Policy 13: Improve access to Innovate UK grants
In collaboration with The Coalition for a Digital Economy (Coadec), we have produced a manifesto to make Britain the best place in the world to start and grow a business. It features 21 policies across three key policy areas: access to talent, access to investment, and regulation. We’re sharing the policies on our blog. To read the full manifesto, click here.
The cost of making UK research funding more professionalised in the past three decades has been to make it more bureaucratic and managerial as well.
This has meant that many innovative firms prefer not to bother with grants from Innovate UK, for example, because of the time and cost of applying and the amount of reporting necessary. The cumulative cost to all the applicants for any particular grant could be a sizeable per cent of the actual grant award: for example, 8 applicants spending 2.5% each on the application would be 25%.
Apart from the bureaucracy involved, it is not clear that research grants are very well targeted. Inevitably, many good projects will fail the approvals process, and application reviewers end up separating not just good from bad, but good from good, a more difficult and probably less valuable task.
There could also be clearer focus on Innovate UK’s reason for existing – the market failures, like uncaptured spillovers or collective action problems, that means that private investment may underfund innovation from society’s point of view.
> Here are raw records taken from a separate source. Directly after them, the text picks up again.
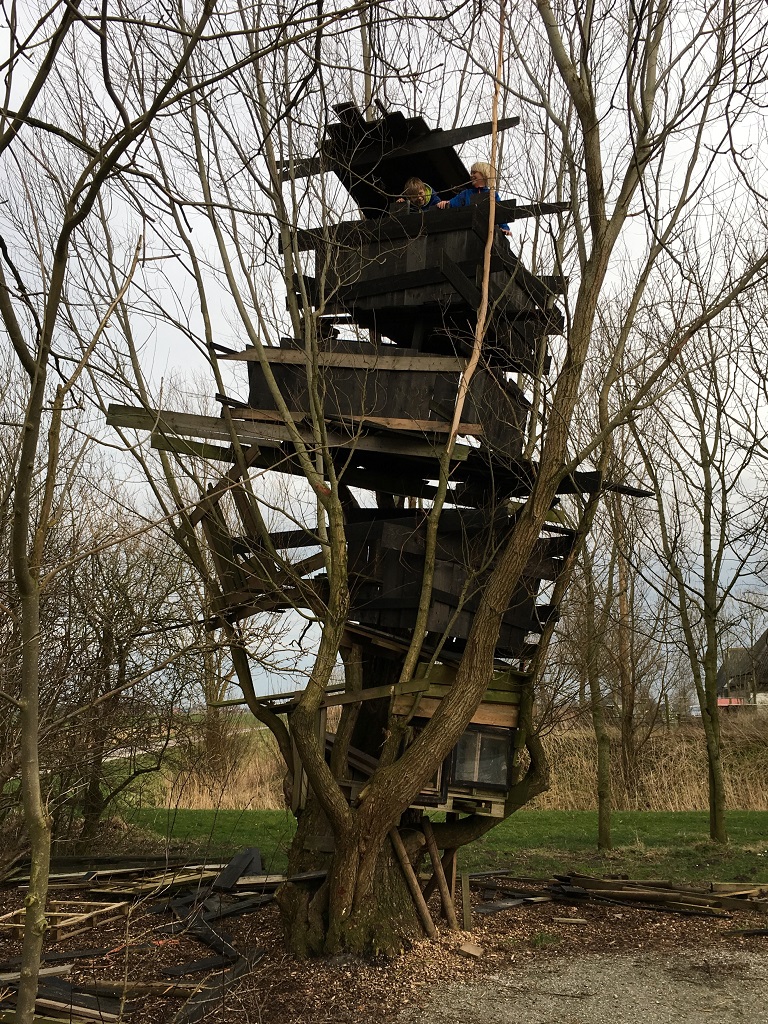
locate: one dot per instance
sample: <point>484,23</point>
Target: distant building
<point>743,674</point>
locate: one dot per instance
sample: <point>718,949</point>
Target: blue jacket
<point>464,199</point>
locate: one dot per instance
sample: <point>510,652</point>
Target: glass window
<point>482,758</point>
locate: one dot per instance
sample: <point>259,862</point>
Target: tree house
<point>394,299</point>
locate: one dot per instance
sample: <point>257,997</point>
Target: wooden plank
<point>466,902</point>
<point>445,896</point>
<point>74,1013</point>
<point>358,360</point>
<point>505,716</point>
<point>197,967</point>
<point>413,883</point>
<point>161,989</point>
<point>458,280</point>
<point>489,696</point>
<point>212,994</point>
<point>373,693</point>
<point>247,860</point>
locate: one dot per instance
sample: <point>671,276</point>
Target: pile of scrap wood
<point>713,899</point>
<point>197,895</point>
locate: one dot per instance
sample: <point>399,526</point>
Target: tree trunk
<point>36,816</point>
<point>383,922</point>
<point>711,721</point>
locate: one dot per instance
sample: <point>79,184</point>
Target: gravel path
<point>685,987</point>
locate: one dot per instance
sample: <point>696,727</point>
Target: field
<point>648,844</point>
<point>247,773</point>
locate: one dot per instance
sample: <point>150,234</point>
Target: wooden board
<point>358,360</point>
<point>505,716</point>
<point>68,918</point>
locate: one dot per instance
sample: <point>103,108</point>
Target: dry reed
<point>671,772</point>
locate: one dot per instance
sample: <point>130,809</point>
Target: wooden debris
<point>470,949</point>
<point>445,894</point>
<point>163,989</point>
<point>197,967</point>
<point>11,977</point>
<point>662,896</point>
<point>466,903</point>
<point>413,883</point>
<point>212,992</point>
<point>67,918</point>
<point>245,861</point>
<point>496,906</point>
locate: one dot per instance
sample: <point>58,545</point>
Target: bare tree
<point>701,453</point>
<point>223,200</point>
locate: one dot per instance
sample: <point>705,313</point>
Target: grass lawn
<point>647,844</point>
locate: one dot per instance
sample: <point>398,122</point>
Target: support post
<point>448,903</point>
<point>413,883</point>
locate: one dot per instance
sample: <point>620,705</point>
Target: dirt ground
<point>624,966</point>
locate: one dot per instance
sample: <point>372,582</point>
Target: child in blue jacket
<point>420,194</point>
<point>481,174</point>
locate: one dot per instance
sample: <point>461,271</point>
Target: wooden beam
<point>413,883</point>
<point>358,360</point>
<point>466,902</point>
<point>448,903</point>
<point>505,716</point>
<point>274,433</point>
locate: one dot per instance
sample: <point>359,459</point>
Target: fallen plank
<point>466,903</point>
<point>60,971</point>
<point>68,918</point>
<point>213,992</point>
<point>76,1012</point>
<point>197,967</point>
<point>9,1017</point>
<point>243,862</point>
<point>470,950</point>
<point>164,989</point>
<point>497,905</point>
<point>242,906</point>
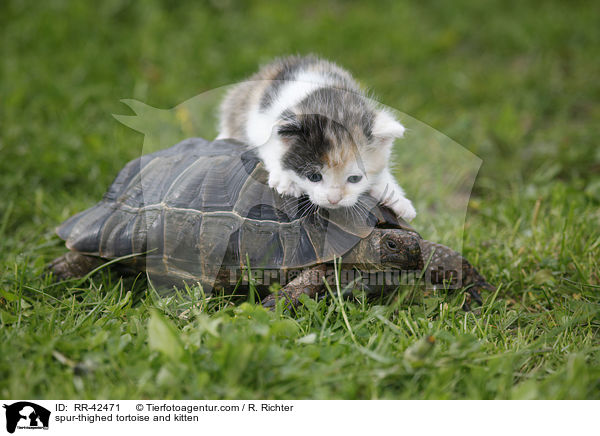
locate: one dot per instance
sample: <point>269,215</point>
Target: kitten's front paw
<point>283,184</point>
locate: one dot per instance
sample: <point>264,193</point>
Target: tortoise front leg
<point>72,265</point>
<point>309,282</point>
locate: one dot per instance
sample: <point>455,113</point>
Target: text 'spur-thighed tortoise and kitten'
<point>317,133</point>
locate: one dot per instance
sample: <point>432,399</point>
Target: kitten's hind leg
<point>387,191</point>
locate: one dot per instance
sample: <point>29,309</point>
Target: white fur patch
<point>386,126</point>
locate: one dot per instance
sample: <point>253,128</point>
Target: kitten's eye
<point>391,244</point>
<point>315,177</point>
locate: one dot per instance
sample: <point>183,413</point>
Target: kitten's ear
<point>387,127</point>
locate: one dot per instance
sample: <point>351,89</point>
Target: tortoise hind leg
<point>73,265</point>
<point>309,282</point>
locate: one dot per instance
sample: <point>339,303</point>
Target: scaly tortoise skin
<point>199,210</point>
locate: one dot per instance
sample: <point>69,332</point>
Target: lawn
<point>515,83</point>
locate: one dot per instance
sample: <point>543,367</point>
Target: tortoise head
<point>388,248</point>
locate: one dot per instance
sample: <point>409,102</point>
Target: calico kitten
<point>317,133</point>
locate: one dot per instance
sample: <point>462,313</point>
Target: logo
<point>26,415</point>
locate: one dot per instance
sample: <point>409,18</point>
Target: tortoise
<point>202,212</point>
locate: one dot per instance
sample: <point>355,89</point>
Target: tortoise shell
<point>198,206</point>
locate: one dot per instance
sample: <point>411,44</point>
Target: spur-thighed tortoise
<point>200,211</point>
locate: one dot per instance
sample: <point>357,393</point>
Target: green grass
<point>514,83</point>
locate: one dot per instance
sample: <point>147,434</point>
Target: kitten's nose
<point>334,197</point>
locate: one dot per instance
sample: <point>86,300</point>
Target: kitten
<point>317,133</point>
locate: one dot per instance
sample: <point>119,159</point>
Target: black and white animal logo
<point>26,415</point>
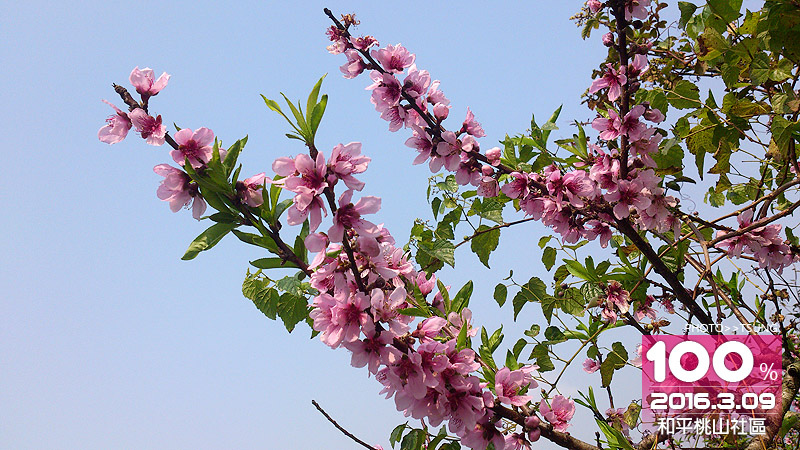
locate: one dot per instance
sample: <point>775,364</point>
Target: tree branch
<point>340,428</point>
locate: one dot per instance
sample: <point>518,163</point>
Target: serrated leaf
<point>532,291</point>
<point>208,239</point>
<point>261,294</point>
<point>292,310</point>
<point>485,243</point>
<point>461,300</point>
<point>549,257</point>
<point>500,294</point>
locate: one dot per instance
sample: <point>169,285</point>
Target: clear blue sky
<point>107,338</point>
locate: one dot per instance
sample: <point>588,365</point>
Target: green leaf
<point>233,155</point>
<point>272,263</point>
<point>759,69</point>
<point>312,97</point>
<point>461,300</point>
<point>550,124</point>
<point>485,243</point>
<point>727,10</point>
<point>540,353</point>
<point>208,239</point>
<point>273,105</point>
<point>396,434</point>
<point>549,257</point>
<point>684,95</point>
<point>292,310</point>
<point>443,250</point>
<point>501,293</point>
<point>615,360</point>
<point>687,11</point>
<point>532,291</point>
<point>264,297</point>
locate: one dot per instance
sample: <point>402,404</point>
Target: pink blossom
<point>471,126</point>
<point>591,365</point>
<point>386,90</point>
<point>532,425</point>
<point>251,190</point>
<point>394,58</point>
<point>363,42</point>
<point>354,65</point>
<point>637,360</point>
<point>618,296</point>
<point>636,8</point>
<point>613,80</point>
<point>195,146</point>
<point>373,350</point>
<point>348,216</point>
<point>416,82</point>
<point>340,42</point>
<point>518,186</point>
<point>441,111</point>
<point>149,127</point>
<point>145,83</point>
<point>385,309</point>
<point>493,155</point>
<point>482,434</point>
<point>346,160</point>
<point>179,190</point>
<point>339,319</point>
<point>639,65</point>
<point>429,328</point>
<point>559,412</point>
<point>517,441</point>
<point>436,96</point>
<point>448,153</point>
<point>508,383</point>
<point>629,194</point>
<point>116,127</point>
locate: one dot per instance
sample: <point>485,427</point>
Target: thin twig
<point>340,428</point>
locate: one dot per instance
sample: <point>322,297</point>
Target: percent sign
<point>768,371</point>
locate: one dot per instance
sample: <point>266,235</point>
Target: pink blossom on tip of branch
<point>394,58</point>
<point>613,80</point>
<point>354,65</point>
<point>348,216</point>
<point>559,412</point>
<point>251,190</point>
<point>116,127</point>
<point>346,160</point>
<point>471,126</point>
<point>150,128</point>
<point>591,365</point>
<point>145,83</point>
<point>196,146</point>
<point>179,190</point>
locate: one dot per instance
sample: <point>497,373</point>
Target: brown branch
<point>757,224</point>
<point>561,439</point>
<point>340,428</point>
<point>286,252</point>
<point>625,227</point>
<point>789,387</point>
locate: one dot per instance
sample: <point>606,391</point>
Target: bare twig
<point>340,428</point>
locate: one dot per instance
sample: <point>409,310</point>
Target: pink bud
<point>441,111</point>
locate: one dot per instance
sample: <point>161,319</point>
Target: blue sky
<point>109,340</point>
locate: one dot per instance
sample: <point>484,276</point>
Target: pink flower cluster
<point>764,243</point>
<point>196,147</point>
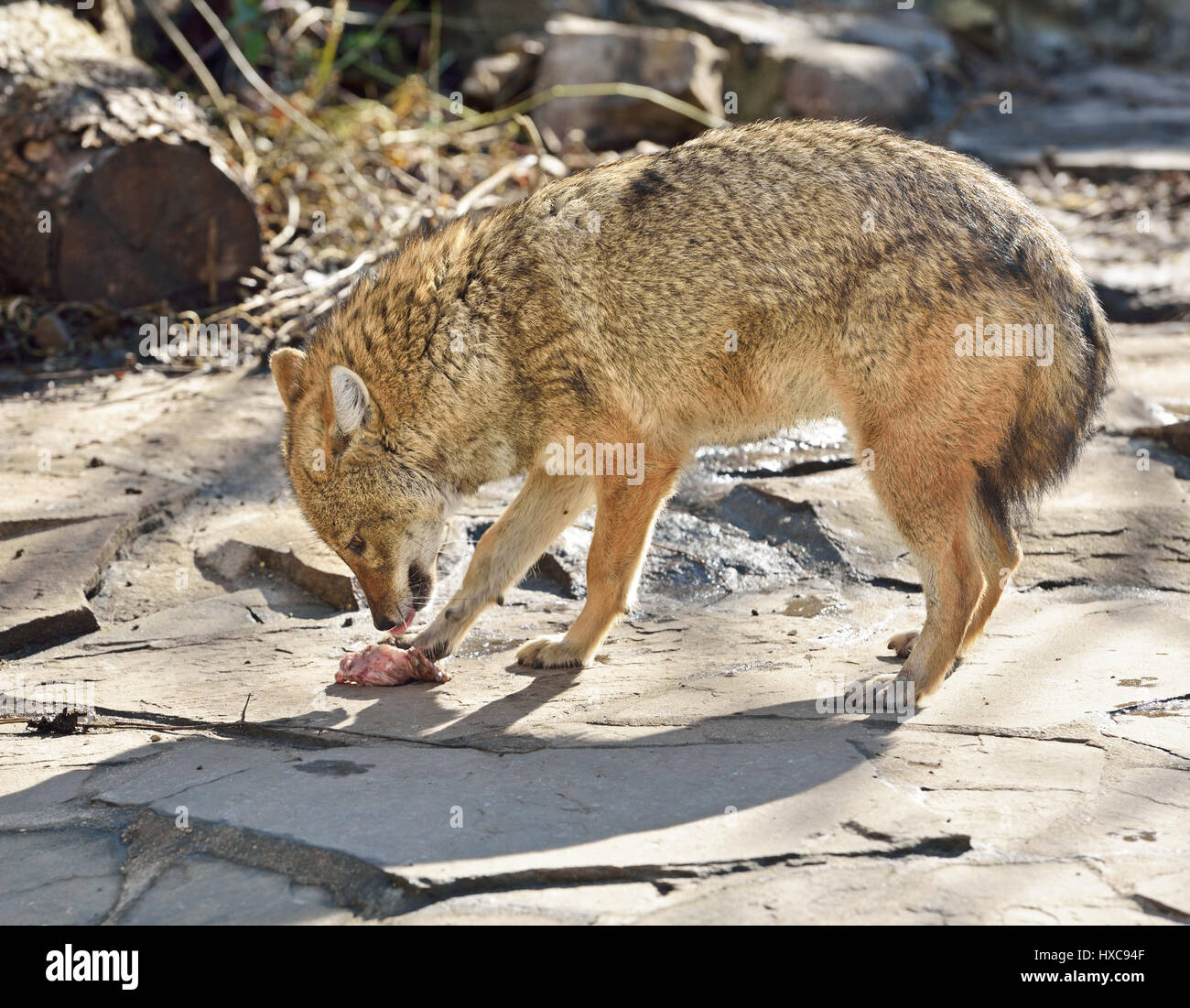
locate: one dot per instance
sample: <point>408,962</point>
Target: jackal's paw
<point>903,643</point>
<point>550,652</point>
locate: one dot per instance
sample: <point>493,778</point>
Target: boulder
<point>584,51</point>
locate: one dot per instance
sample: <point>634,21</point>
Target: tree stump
<point>111,189</point>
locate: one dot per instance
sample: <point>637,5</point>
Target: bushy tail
<point>1057,416</point>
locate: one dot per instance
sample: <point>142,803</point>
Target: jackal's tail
<point>1057,415</point>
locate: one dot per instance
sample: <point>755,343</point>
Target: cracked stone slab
<point>437,813</point>
<point>58,533</point>
<point>277,538</point>
<point>912,892</point>
<point>206,890</point>
<point>70,876</point>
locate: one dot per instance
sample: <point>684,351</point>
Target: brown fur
<point>841,258</point>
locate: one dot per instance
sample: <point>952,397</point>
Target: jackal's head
<point>384,518</point>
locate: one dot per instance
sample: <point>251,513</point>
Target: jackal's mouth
<point>406,620</point>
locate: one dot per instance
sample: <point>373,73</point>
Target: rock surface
<point>584,51</point>
<point>230,780</point>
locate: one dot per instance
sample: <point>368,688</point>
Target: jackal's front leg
<point>542,511</point>
<point>623,523</point>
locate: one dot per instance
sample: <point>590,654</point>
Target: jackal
<point>721,290</point>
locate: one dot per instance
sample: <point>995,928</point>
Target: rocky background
<point>156,575</point>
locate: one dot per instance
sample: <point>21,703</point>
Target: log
<point>111,189</point>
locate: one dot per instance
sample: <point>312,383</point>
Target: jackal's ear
<point>286,365</point>
<point>352,399</point>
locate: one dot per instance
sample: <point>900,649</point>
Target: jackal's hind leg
<point>623,523</point>
<point>542,511</point>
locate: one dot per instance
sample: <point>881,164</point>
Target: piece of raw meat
<point>381,664</point>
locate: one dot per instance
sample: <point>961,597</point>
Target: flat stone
<point>60,876</point>
<point>206,890</point>
<point>59,539</point>
<point>277,538</point>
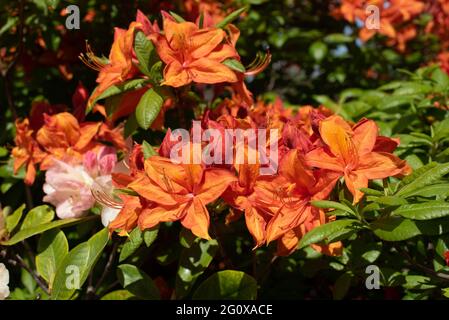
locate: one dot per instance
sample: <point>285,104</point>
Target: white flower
<point>4,281</point>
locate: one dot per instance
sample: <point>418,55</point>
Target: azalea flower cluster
<point>316,150</point>
<point>76,155</point>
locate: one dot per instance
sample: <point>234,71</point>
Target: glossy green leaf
<point>148,150</point>
<point>148,108</point>
<point>144,49</point>
<point>137,282</point>
<point>119,295</point>
<point>328,231</point>
<point>192,263</point>
<point>423,211</point>
<point>13,219</point>
<point>27,233</point>
<point>133,243</point>
<point>150,235</point>
<point>36,216</point>
<point>422,177</point>
<point>234,65</point>
<point>129,85</point>
<point>231,17</point>
<point>77,265</point>
<point>51,250</point>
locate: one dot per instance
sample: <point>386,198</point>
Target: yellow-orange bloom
<point>352,153</point>
<point>179,192</point>
<point>27,152</point>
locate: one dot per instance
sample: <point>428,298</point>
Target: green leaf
<point>119,295</point>
<point>129,85</point>
<point>417,282</point>
<point>395,229</point>
<point>36,216</point>
<point>130,125</point>
<point>441,130</point>
<point>331,230</point>
<point>52,249</point>
<point>372,192</point>
<point>148,108</point>
<point>144,49</point>
<point>150,235</point>
<point>234,65</point>
<point>137,282</point>
<point>422,177</point>
<point>148,150</point>
<point>156,72</point>
<point>424,211</point>
<point>231,17</point>
<point>326,204</point>
<point>318,51</point>
<point>77,265</point>
<point>186,238</point>
<point>440,77</point>
<point>27,233</point>
<point>441,189</point>
<point>13,220</point>
<point>227,285</point>
<point>192,263</point>
<point>133,243</point>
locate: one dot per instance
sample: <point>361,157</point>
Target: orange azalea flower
<point>247,195</point>
<point>179,192</point>
<point>192,54</point>
<point>298,185</point>
<point>27,151</point>
<point>62,135</point>
<point>130,207</point>
<point>351,153</point>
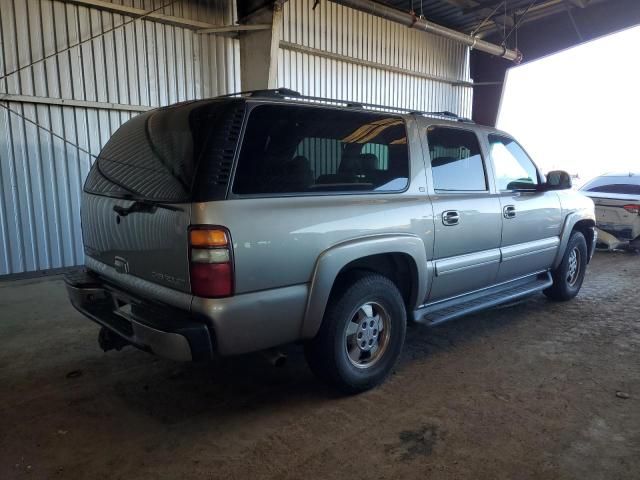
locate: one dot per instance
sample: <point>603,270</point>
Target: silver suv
<point>242,223</point>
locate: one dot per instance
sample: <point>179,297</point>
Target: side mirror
<point>558,180</point>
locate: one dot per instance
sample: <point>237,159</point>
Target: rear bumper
<point>161,330</point>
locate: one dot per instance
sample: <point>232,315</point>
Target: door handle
<point>509,211</point>
<point>450,217</point>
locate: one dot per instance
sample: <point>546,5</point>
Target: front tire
<point>569,275</point>
<point>361,336</point>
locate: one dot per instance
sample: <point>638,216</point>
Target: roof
<point>468,15</point>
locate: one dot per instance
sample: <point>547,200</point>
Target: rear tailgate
<point>611,215</point>
<point>136,208</point>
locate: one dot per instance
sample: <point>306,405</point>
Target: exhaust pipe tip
<point>110,341</point>
<point>275,357</point>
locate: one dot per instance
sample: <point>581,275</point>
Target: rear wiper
<point>143,206</point>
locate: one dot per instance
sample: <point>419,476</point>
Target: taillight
<point>211,257</point>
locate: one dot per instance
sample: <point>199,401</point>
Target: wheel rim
<point>367,335</point>
<point>574,267</point>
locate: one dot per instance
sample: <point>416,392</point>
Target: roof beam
<point>138,12</point>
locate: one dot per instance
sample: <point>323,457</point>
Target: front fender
<point>334,259</point>
<point>569,224</point>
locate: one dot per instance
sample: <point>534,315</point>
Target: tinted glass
<point>456,162</point>
<point>297,149</point>
<point>514,170</point>
<point>610,184</point>
<point>155,155</point>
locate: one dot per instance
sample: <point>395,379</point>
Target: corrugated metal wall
<point>337,52</point>
<point>143,64</point>
<point>331,51</point>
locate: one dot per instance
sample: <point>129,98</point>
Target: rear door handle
<point>509,211</point>
<point>450,217</point>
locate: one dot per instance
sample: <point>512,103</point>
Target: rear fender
<point>334,259</point>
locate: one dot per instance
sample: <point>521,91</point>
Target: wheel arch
<point>388,255</point>
<point>576,222</point>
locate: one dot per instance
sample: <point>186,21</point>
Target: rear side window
<point>296,149</point>
<point>456,161</point>
<point>617,188</point>
<point>513,168</point>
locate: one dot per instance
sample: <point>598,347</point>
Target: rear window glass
<point>155,155</point>
<point>297,149</point>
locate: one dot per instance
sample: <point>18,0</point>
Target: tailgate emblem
<point>121,265</point>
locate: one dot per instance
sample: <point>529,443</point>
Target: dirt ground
<point>533,390</point>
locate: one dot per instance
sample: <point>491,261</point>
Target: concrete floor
<point>526,391</point>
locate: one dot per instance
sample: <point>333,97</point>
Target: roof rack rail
<point>295,95</point>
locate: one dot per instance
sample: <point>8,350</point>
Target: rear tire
<point>569,275</point>
<point>361,336</point>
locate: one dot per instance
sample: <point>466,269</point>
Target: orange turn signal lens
<point>209,238</point>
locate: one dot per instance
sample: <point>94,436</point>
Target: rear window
<point>155,155</point>
<point>624,185</point>
<point>296,149</point>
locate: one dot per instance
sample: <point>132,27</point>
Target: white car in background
<point>617,200</point>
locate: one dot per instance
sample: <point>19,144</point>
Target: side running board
<point>439,312</point>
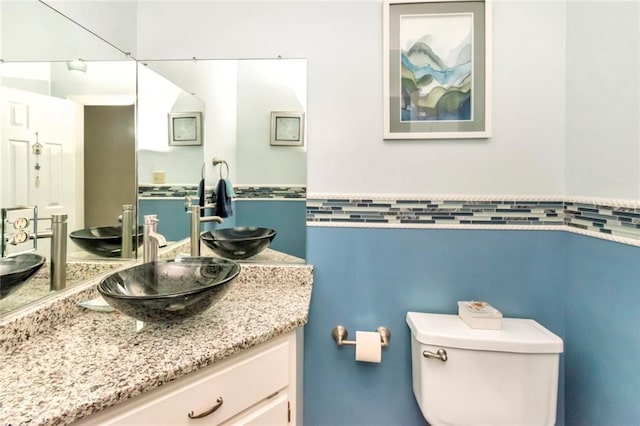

To simplify and better-target grant funding, the next government should pilot a lottery-based funding system, where grant applications are reviewed to pass a certain threshold and those that do are entered into a funding lottery. The assessment could include whether there is a “market failure” case for support where for-profit VCs have decided not to, so that government funding has a clear purpose grounded in the economic case for supporting innovation.